Going home is a weird situation though. It's like going back in time where I didn't have anyone in my life and was happy with it. I'm probably not going to do much this week in terms of seeing people, or really doing anything. But at least I can deal with it better because it's how I grew up here.

I know I've sounded really down lately, but the main problem about the whole thing is that I'm friends with this group of friends...but I'm not. It's like they're all very nice people and I really wish I could be close friends with them, but I haven't known them long enough or I just don't have what it takes to be a close friend rather than just an aquatence. It's one of those situations where they're all very nice to me and everything when I'm there, and they all like my presence ecetera...it's just I know that if I wasn't around they wouldn't think much of it, and when I am there, I'm not getting as much attention as their closer friends.
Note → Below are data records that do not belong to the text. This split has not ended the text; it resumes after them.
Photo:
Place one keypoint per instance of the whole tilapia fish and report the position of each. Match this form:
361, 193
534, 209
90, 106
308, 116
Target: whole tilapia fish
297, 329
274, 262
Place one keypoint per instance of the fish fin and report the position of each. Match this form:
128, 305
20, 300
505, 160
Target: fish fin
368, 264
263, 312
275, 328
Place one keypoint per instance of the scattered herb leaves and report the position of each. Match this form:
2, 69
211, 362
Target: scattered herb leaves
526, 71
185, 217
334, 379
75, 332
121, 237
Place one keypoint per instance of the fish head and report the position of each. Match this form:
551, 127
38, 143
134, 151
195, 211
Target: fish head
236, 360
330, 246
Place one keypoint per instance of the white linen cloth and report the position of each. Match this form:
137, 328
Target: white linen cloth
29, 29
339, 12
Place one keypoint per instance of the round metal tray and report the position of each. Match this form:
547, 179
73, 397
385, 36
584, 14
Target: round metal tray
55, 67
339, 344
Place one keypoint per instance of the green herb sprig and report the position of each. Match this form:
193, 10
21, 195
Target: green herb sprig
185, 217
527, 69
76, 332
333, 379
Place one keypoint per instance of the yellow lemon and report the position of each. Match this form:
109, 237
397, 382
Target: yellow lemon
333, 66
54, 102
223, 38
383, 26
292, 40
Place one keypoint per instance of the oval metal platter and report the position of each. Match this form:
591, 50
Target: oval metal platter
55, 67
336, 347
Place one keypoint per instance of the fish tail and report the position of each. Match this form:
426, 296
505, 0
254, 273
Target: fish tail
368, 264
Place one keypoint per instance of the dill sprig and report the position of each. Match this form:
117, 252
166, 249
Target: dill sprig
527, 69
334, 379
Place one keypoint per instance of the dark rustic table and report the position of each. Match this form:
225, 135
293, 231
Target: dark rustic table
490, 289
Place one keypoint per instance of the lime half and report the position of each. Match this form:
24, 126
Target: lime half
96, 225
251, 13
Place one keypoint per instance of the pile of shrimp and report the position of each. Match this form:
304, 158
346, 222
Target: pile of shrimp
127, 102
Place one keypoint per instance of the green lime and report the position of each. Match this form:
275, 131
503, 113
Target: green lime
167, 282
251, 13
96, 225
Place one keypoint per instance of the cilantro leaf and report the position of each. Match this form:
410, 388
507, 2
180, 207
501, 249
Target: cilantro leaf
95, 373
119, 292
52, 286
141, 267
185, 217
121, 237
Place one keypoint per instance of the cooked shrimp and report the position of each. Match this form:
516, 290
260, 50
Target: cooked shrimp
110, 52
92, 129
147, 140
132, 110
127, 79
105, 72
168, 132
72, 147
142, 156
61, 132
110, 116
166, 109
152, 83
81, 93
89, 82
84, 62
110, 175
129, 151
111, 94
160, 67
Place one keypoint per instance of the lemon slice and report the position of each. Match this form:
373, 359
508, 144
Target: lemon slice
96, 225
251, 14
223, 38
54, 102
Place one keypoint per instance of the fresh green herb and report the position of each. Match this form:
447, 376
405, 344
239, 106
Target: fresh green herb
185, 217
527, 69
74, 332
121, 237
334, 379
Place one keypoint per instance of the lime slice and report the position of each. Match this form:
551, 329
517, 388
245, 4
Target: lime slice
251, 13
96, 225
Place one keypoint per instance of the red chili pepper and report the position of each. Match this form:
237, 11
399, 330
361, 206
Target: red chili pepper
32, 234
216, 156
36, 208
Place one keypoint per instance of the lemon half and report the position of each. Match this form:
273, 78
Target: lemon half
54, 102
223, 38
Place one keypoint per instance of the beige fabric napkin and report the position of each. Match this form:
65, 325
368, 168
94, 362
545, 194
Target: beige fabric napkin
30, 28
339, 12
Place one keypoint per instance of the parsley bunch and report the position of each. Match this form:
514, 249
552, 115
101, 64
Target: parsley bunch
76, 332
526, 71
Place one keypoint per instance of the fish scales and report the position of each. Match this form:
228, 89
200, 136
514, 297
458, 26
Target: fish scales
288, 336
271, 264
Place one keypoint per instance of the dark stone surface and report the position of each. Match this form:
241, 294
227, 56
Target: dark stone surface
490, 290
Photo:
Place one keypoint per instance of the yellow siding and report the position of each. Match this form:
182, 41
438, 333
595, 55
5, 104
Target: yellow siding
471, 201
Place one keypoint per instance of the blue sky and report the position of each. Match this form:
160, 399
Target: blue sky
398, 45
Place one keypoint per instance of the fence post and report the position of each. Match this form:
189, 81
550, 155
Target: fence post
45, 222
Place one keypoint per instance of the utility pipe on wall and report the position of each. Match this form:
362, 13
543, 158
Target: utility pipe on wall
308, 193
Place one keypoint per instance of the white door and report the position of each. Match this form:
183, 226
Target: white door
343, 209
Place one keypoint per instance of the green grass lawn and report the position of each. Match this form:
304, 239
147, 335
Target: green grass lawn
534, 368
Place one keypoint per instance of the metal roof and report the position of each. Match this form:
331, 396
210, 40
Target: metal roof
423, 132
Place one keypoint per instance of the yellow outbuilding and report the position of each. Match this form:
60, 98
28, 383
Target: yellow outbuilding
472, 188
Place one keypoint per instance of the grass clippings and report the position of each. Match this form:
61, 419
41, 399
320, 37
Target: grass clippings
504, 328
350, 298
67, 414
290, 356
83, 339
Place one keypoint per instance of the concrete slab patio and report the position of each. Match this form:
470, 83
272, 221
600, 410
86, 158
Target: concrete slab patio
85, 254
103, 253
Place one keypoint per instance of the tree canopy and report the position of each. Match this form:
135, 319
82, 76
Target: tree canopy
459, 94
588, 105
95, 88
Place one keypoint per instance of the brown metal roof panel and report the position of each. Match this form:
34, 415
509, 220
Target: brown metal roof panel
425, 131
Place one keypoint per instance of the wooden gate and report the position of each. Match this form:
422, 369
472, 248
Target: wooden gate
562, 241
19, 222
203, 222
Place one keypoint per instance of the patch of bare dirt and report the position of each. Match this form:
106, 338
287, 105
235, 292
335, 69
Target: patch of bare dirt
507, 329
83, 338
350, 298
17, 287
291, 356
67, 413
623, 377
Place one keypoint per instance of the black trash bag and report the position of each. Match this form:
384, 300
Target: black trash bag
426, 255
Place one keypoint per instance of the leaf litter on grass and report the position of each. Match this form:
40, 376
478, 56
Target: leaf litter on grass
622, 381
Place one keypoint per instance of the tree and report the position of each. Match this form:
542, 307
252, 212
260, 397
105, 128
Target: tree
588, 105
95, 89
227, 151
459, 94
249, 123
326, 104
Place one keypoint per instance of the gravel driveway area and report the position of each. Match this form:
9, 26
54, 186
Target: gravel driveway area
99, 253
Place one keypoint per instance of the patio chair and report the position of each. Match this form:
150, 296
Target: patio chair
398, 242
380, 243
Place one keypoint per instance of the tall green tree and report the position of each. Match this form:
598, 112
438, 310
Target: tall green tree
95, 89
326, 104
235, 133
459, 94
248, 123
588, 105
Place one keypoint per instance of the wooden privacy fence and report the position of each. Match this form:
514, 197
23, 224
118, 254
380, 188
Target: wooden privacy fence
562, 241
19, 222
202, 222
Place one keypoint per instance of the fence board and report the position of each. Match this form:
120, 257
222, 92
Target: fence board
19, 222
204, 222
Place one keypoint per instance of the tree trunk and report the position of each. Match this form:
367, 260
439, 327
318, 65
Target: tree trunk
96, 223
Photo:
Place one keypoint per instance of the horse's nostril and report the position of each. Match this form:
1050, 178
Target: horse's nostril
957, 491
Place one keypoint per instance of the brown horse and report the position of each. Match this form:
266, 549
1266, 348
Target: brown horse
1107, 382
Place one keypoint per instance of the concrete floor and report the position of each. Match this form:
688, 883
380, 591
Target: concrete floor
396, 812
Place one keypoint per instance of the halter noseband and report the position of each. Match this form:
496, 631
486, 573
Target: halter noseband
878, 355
It's a shitty situation because really I have no one in my life that I'm close to. No best friend, No girlfriend, and my family is just kinda there. I remember this type of thing happened my sophomore year of highschool when I was really depressed about being alone. I got really needy and I latched on to someone thinking that I would be part of her close group of friends...but really consorting with this person was the worse thing that could have possibly happened...and it led to a bunch of futher mental breakdowns. I can't get like that or else all I'm going to do is hate myself for it. It's a tough situation, and all I can do is just try to keep a smile on through all this. But I tellya...sometimes I even wear out my own welcome with myself.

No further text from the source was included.